The Office of the Ombudsman is in "crisis", says the Chief Ombudsman.
Beverley Wakem says the public watchdog has a bulging backlog of cases because it lacks investigators, with underpaid staff leaving and in some cases literally being worked to death.
Appearing before Parliament's government administration committee, Ms Wakem said the office, which investigates complaints from the public stemming from their dealings with central and local government, was under "considerable pressure" in terms of staffing and funding and had been for the past three years.
She said the office's baseline funding had been established on the basis it would be actively working on 800 to 1000 cases at any one time.
At present it was dealing with about double that. The office had about 300 cases it was unable to work on because of a lack of available investigators.
Its workload had also been boosted by about 270 complaints stemming from quake victims' dealings with the Earthquake Commission and Canterbury Earthquake Recovery Authority.
Ms Wakem said public sector reforms would also probably increase the workload, particularly where complaints processes for individual agencies were amalgamated.
The office, she said, was "sinking under the weight of the complaint burden.

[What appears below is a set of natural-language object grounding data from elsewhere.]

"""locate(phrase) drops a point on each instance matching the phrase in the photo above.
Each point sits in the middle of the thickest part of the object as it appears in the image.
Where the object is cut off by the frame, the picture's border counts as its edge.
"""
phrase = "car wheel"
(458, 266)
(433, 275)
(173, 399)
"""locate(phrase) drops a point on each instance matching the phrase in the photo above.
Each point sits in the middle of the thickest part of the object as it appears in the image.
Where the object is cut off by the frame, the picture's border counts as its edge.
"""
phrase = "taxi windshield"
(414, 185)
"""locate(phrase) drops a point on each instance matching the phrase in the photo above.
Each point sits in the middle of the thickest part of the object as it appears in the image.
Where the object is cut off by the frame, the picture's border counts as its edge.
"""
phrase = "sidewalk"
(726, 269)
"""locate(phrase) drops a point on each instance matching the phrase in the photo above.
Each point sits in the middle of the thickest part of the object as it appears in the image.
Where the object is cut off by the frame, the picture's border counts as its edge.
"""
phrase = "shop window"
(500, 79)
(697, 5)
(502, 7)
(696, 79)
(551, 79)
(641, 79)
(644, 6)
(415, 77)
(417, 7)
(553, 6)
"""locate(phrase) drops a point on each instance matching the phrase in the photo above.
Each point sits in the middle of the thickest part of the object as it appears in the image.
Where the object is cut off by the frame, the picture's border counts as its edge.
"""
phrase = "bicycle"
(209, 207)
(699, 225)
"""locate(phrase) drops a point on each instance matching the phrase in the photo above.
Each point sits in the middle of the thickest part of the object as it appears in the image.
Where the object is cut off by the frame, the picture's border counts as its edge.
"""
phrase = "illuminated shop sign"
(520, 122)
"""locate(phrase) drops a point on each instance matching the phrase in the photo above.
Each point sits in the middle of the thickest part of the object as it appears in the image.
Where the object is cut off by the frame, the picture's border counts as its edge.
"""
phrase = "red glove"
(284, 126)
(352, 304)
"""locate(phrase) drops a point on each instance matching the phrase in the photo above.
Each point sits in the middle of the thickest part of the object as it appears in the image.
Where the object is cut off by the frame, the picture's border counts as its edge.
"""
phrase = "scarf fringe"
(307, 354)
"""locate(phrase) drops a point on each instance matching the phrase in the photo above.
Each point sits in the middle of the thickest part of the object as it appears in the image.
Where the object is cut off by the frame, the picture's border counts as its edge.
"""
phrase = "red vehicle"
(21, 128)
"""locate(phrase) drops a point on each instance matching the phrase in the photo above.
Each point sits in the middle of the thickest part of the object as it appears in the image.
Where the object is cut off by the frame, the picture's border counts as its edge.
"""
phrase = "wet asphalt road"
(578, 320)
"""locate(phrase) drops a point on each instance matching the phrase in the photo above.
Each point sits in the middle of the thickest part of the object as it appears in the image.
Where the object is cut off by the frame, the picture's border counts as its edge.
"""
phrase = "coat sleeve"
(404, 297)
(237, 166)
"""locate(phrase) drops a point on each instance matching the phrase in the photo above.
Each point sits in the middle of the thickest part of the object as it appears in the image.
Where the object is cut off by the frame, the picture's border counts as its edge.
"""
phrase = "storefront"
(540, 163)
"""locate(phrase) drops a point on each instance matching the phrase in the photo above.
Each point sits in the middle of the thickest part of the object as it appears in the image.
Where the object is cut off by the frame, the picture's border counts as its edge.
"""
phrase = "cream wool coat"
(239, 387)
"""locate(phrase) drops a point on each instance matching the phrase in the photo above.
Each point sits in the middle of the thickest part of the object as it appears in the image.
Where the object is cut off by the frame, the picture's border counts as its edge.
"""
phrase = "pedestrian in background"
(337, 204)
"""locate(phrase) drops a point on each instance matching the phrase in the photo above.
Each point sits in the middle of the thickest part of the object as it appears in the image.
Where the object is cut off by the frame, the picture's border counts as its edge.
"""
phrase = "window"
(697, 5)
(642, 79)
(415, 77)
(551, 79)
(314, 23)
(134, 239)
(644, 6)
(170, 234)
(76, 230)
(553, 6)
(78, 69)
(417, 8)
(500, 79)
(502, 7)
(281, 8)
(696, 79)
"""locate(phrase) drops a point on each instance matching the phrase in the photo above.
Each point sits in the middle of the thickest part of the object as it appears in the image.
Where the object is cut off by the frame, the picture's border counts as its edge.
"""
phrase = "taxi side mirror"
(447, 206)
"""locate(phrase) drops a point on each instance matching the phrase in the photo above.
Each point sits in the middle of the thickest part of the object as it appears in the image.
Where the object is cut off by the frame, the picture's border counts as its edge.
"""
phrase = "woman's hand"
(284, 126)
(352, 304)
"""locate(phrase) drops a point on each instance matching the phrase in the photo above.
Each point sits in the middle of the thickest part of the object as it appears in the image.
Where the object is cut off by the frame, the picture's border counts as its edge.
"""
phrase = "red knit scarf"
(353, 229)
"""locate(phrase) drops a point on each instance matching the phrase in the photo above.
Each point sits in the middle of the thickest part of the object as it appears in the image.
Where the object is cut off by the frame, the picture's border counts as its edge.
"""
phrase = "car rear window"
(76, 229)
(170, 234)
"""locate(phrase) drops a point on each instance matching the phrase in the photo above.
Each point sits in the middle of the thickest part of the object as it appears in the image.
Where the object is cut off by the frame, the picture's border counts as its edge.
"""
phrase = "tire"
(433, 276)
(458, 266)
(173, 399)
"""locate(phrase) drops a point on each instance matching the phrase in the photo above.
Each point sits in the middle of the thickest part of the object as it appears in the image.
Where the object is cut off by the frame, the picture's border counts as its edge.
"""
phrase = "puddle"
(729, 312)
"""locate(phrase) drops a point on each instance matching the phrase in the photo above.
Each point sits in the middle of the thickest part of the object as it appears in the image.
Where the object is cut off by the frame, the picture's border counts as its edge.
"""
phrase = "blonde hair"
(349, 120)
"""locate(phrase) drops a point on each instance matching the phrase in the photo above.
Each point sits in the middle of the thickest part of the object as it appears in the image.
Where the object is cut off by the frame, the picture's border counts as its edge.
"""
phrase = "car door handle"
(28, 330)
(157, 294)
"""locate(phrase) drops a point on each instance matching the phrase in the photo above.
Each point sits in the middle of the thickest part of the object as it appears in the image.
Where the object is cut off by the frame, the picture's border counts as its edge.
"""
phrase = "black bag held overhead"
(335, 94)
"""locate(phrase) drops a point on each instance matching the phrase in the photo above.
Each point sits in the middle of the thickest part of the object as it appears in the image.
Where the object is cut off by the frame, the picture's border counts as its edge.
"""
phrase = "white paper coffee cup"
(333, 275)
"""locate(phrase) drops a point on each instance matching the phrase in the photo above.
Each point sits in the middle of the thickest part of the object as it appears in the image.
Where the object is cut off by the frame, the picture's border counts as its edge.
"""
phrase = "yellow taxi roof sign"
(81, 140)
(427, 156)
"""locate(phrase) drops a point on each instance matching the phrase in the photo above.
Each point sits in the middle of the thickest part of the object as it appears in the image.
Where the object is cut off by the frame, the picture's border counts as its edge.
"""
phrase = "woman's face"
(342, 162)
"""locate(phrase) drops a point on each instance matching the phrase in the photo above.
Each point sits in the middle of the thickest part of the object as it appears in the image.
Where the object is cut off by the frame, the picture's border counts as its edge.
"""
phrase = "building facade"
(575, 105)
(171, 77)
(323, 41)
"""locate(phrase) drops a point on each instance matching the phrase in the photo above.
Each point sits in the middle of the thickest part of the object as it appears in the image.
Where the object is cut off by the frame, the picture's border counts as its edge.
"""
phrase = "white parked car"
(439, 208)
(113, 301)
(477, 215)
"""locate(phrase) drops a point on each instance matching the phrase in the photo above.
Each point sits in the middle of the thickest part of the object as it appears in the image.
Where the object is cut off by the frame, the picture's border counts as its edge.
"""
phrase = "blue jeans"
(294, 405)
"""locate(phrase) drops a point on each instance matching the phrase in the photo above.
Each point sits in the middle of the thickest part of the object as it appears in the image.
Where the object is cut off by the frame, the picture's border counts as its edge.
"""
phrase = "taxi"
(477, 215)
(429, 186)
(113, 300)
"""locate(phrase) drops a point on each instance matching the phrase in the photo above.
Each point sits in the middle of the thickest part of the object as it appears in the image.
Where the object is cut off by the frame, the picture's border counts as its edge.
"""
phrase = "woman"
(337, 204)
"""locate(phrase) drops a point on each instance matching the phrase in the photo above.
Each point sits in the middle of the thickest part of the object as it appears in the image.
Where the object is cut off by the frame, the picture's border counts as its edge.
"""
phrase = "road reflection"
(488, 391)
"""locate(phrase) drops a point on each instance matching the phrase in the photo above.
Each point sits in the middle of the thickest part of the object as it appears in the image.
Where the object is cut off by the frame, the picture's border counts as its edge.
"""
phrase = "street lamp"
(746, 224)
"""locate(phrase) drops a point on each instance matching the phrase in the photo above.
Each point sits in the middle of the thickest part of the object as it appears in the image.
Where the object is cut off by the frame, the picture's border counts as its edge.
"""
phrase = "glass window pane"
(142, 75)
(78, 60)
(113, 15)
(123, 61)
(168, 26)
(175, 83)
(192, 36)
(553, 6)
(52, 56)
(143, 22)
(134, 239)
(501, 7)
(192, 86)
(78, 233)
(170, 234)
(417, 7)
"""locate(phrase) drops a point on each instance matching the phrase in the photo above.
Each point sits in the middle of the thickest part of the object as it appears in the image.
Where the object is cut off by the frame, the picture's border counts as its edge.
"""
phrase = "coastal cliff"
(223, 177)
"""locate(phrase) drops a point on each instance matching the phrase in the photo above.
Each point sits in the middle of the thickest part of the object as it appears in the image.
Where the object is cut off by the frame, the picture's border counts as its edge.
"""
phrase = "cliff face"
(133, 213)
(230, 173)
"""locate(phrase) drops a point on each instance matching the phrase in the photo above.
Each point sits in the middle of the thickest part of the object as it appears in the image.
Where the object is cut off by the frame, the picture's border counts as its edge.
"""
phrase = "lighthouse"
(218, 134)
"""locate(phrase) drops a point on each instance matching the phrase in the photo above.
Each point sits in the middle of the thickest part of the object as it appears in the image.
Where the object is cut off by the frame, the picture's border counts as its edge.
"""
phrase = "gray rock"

I'd say we are in crisis".
The public would suffer as a result from delays in handling complaints.
"At the end of the day that isn't acceptable. Justice delayed is justice denied and people are already distressed when they approach the office."
The situation was also taking its toll on staff, and the office was now "exploiting" workers who had not had a pay rise since 2007 and were working long hours to try to keep up with the caseload, Ms Wakem said.
Staff were leaving for better-paid jobs elsewhere and it was hard to find suitably qualified replacements.
The incidence of serious illnesses such as cancer among her staff was higher than the national average.
"It's not coincidental that this is an extremely stressful occupation. When people come to us they are angry, they are at the end of their tether ... it's not easy dealing with them.
"Two people died in office in my time and one died shortly after leaving us," she said.
Ms Wakem said she had asked for about $1 million to be added to the office's baseline budget of $8.6 million, so it could meet its operating costs and employ two more investigators.
She said starving the Ombudsman's office of the funding it required was a false economy.